To shift from landfill to a waste to energy facility is not something this council, on the application of the present technology, can “go it alone”. Economies of scale are required to offer this facility.  State government waste policy is to “hub” waste in particular areas. There are obvious transport efficiencies in hubbing waste in Hampton Park and South Dandenong where centres of excellence in the process and recycling and composting waste are, and are under, construction. These areas and Rye are roughly equidistant from our major populations centres in Mornington Mt Eliza, Baxter, Somerville and Hastings.

Rye landfill consumes some 33,000 t per annum; Melbourne landfills 3 million tonnes per annum. Together with greater Dandenong we might have some 75,000 tonnes per annum of waste feedstock to contribute to a waste to energy facility.

In China we viewed some five Waste to Energy facilities which were generally required 750,000 tonnes of waste feedstock per annum – and at best our two councils can contribute a mere 10%.

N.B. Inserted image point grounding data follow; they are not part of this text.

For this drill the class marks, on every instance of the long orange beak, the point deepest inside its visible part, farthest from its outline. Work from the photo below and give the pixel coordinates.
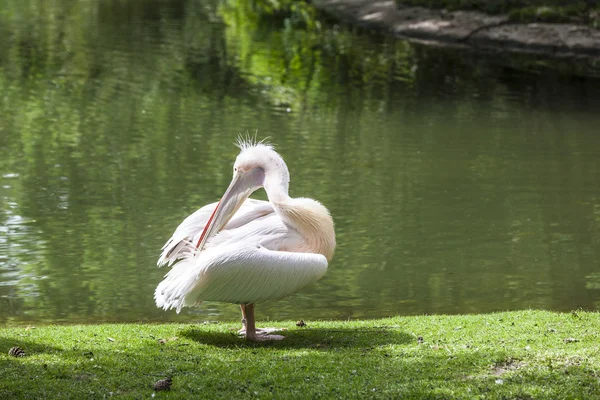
(240, 188)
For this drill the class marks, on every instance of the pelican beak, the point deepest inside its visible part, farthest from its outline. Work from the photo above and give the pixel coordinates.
(241, 187)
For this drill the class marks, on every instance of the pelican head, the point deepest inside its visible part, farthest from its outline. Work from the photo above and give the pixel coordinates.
(258, 165)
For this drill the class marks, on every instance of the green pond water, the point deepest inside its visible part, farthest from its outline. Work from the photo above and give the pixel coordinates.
(458, 183)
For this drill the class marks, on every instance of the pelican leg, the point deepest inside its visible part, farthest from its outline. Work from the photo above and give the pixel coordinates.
(243, 309)
(250, 330)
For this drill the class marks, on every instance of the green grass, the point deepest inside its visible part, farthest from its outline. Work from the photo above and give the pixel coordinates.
(512, 355)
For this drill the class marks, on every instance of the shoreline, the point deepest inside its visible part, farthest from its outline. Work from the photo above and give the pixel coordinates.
(518, 354)
(467, 29)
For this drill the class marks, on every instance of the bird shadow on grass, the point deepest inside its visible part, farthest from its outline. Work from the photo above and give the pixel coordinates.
(318, 338)
(30, 346)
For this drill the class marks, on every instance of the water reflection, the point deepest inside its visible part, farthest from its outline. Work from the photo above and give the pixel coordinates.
(457, 184)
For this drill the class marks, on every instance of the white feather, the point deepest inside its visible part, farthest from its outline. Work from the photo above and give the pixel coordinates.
(240, 275)
(190, 229)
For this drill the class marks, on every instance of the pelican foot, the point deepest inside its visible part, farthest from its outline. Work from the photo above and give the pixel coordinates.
(264, 337)
(261, 331)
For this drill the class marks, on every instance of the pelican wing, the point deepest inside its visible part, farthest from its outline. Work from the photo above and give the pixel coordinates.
(240, 274)
(178, 246)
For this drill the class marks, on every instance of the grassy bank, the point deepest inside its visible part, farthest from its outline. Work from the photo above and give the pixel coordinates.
(577, 11)
(529, 354)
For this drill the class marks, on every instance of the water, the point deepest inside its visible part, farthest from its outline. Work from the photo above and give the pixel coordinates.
(458, 184)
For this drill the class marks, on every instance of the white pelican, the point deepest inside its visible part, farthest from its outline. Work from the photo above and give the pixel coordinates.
(245, 251)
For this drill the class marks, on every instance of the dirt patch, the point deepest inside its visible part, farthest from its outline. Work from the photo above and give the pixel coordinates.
(501, 368)
(467, 28)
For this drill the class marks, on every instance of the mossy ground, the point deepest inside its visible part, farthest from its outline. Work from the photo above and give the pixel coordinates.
(511, 355)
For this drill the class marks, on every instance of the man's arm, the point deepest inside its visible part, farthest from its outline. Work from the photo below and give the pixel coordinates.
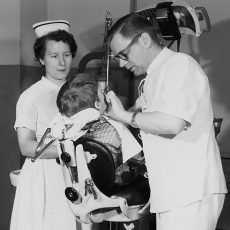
(152, 122)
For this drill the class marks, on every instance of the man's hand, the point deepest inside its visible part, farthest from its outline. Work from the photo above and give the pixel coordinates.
(145, 209)
(115, 108)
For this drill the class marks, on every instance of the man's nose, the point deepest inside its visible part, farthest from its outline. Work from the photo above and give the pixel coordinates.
(61, 60)
(122, 62)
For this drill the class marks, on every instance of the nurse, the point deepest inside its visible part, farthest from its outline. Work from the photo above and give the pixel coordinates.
(40, 203)
(175, 117)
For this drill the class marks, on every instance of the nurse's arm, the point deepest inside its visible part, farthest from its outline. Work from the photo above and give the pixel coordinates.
(28, 144)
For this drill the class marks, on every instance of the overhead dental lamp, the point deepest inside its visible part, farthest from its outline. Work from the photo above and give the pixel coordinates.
(176, 18)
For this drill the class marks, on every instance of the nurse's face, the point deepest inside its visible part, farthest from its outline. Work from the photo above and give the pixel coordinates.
(57, 61)
(132, 50)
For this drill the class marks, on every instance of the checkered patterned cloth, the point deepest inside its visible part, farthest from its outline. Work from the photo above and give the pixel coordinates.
(104, 132)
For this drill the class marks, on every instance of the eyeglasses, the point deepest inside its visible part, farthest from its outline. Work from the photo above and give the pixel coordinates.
(123, 53)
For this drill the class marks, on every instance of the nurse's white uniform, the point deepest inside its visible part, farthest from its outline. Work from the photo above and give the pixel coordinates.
(40, 202)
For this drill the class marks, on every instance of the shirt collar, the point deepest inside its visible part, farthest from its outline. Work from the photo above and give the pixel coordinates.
(49, 83)
(161, 57)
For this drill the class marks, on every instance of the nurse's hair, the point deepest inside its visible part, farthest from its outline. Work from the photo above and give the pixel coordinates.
(132, 24)
(58, 35)
(76, 95)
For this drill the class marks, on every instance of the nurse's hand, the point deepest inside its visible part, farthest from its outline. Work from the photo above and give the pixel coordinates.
(115, 109)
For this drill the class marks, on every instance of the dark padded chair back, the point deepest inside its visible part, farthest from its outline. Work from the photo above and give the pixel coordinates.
(102, 168)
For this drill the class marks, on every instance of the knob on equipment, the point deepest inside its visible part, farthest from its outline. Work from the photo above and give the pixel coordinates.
(66, 158)
(72, 194)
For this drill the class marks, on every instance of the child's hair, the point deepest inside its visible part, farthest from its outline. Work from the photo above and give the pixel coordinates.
(78, 93)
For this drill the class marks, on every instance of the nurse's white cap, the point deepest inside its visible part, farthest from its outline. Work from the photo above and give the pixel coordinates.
(43, 28)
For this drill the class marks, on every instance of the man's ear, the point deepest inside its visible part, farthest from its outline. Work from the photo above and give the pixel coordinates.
(146, 39)
(97, 105)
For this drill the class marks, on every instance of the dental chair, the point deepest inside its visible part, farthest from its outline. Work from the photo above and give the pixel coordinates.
(92, 195)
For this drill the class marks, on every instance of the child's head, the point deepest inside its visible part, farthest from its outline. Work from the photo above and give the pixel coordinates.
(79, 93)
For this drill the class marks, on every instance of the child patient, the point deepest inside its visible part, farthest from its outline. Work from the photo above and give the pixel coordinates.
(81, 99)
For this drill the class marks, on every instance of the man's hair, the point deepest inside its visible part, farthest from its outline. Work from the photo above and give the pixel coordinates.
(76, 95)
(132, 24)
(58, 35)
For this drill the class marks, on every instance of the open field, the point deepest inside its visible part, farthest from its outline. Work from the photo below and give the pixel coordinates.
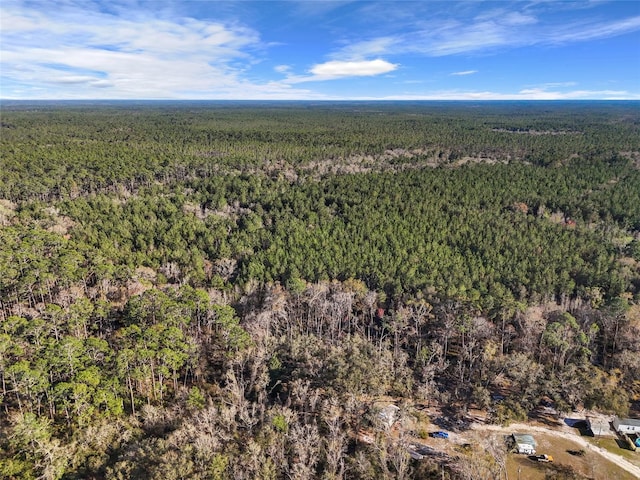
(590, 465)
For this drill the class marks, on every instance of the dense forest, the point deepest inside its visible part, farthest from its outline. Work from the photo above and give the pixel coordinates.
(227, 290)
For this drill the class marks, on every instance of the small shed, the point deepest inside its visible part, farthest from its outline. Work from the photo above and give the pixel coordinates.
(598, 426)
(388, 415)
(524, 443)
(626, 425)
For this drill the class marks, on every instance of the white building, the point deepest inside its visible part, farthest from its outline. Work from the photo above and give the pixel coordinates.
(524, 443)
(626, 425)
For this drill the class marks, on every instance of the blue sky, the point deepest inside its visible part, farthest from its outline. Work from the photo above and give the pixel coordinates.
(319, 50)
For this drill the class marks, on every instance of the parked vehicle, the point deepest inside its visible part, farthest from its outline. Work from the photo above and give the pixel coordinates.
(544, 458)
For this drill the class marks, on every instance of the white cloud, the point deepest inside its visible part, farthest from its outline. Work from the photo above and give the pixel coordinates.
(464, 72)
(444, 34)
(362, 68)
(77, 52)
(336, 69)
(526, 94)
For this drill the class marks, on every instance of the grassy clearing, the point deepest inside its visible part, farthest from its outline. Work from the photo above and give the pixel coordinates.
(591, 465)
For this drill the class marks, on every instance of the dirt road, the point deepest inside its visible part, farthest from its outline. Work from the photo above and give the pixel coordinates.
(617, 459)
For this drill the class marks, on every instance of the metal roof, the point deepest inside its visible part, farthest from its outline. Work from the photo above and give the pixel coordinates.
(524, 438)
(629, 421)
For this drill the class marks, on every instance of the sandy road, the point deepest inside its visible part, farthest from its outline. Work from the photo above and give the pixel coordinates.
(617, 459)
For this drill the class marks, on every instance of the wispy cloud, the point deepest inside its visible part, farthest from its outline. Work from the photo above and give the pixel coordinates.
(149, 57)
(444, 34)
(526, 94)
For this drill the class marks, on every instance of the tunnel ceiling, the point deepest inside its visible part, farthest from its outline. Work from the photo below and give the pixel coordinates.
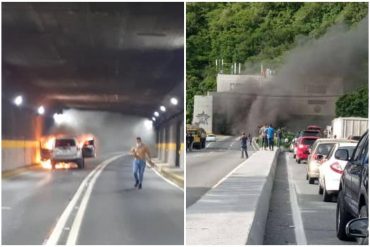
(121, 57)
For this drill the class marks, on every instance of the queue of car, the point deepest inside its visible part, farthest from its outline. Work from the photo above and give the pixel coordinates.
(341, 168)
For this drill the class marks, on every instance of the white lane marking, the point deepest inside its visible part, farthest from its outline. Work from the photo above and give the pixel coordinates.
(296, 213)
(229, 174)
(73, 235)
(58, 229)
(165, 179)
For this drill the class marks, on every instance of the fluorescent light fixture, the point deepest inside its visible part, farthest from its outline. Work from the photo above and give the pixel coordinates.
(41, 110)
(58, 118)
(163, 108)
(148, 124)
(174, 101)
(18, 100)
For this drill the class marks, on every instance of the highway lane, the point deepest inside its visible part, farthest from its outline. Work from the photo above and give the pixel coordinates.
(317, 217)
(33, 202)
(204, 168)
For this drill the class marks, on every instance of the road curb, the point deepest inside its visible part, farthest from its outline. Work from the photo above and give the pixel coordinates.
(18, 171)
(235, 212)
(257, 231)
(179, 180)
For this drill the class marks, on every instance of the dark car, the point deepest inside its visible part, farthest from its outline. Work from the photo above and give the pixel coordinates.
(88, 149)
(310, 133)
(353, 189)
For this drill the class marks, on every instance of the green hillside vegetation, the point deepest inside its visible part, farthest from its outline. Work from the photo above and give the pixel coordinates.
(252, 33)
(354, 104)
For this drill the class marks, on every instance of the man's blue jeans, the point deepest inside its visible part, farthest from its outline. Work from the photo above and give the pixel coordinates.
(138, 169)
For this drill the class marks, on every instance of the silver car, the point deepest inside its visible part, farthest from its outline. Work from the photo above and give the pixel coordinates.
(320, 149)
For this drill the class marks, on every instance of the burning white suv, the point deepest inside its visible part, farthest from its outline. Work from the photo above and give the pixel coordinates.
(67, 150)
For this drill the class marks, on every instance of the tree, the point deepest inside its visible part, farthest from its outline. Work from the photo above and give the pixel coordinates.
(354, 104)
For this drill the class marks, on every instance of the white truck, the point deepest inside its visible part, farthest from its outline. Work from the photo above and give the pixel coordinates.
(345, 127)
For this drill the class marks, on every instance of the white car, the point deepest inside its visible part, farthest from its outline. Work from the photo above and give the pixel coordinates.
(67, 150)
(211, 138)
(331, 170)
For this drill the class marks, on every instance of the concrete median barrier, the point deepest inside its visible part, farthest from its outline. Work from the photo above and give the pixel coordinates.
(235, 212)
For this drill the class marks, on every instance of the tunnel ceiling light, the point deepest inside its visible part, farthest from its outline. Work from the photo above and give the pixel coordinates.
(163, 108)
(174, 101)
(18, 100)
(41, 110)
(148, 124)
(58, 118)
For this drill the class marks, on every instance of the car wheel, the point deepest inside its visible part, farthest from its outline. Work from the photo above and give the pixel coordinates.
(320, 190)
(342, 218)
(327, 197)
(363, 214)
(81, 163)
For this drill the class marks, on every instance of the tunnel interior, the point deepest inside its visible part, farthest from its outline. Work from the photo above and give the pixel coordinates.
(109, 65)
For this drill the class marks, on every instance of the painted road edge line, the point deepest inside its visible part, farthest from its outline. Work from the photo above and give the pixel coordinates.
(74, 232)
(165, 179)
(230, 173)
(296, 213)
(58, 229)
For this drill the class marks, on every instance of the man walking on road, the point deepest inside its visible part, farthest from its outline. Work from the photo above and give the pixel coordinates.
(270, 137)
(243, 143)
(140, 152)
(279, 136)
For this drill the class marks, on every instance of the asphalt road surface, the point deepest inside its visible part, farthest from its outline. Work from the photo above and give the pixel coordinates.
(298, 215)
(206, 167)
(34, 203)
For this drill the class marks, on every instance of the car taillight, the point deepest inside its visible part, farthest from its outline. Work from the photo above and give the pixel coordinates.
(336, 167)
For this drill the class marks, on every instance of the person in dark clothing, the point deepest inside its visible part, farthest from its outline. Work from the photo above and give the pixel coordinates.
(279, 136)
(191, 142)
(250, 139)
(188, 141)
(270, 137)
(243, 144)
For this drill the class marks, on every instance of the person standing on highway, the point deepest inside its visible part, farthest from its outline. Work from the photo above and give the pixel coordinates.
(191, 141)
(270, 137)
(263, 137)
(279, 136)
(140, 153)
(187, 141)
(243, 144)
(250, 139)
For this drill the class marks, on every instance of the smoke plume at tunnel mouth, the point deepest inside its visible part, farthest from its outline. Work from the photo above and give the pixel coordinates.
(317, 70)
(114, 132)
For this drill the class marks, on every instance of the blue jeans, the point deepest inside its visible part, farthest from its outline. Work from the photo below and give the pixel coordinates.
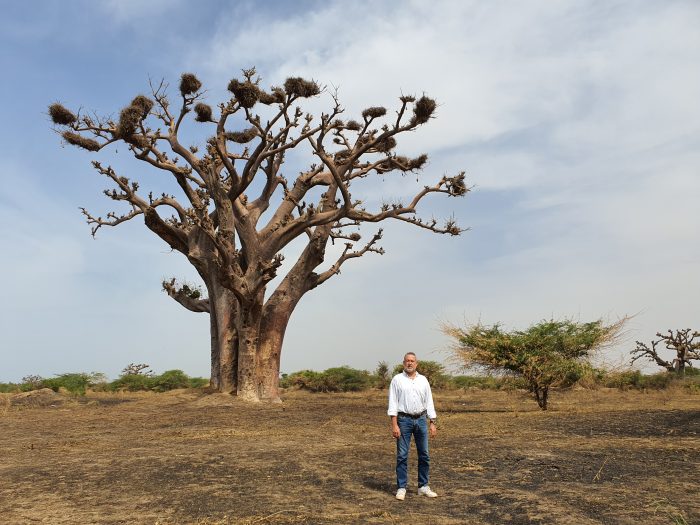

The point is that in the short to medium term the whole of the south east metro area has to aggregate all of its waste, bring all its many separate waste contracts into one bundle with common terms and duration and then go to the market. With a proper business plan, the rising gate fee cost of increasingly scarce landfill will meet a falling gate fee cost of a Waste Energy Facility

The challenge is for the Metropolitan Waste Resource Recovery Group working with the newly reconstituted Southern Metropolitan Partnership to achieve this. I am confident that with all the excellent work our CEO Carl Cowie and his officers have put into recently creating the Southern Metropolitan Partnership – that this Council and the partnership is more than capable of driving this vital project and build our first Waste To Energy facility in the Southern metropolitan area.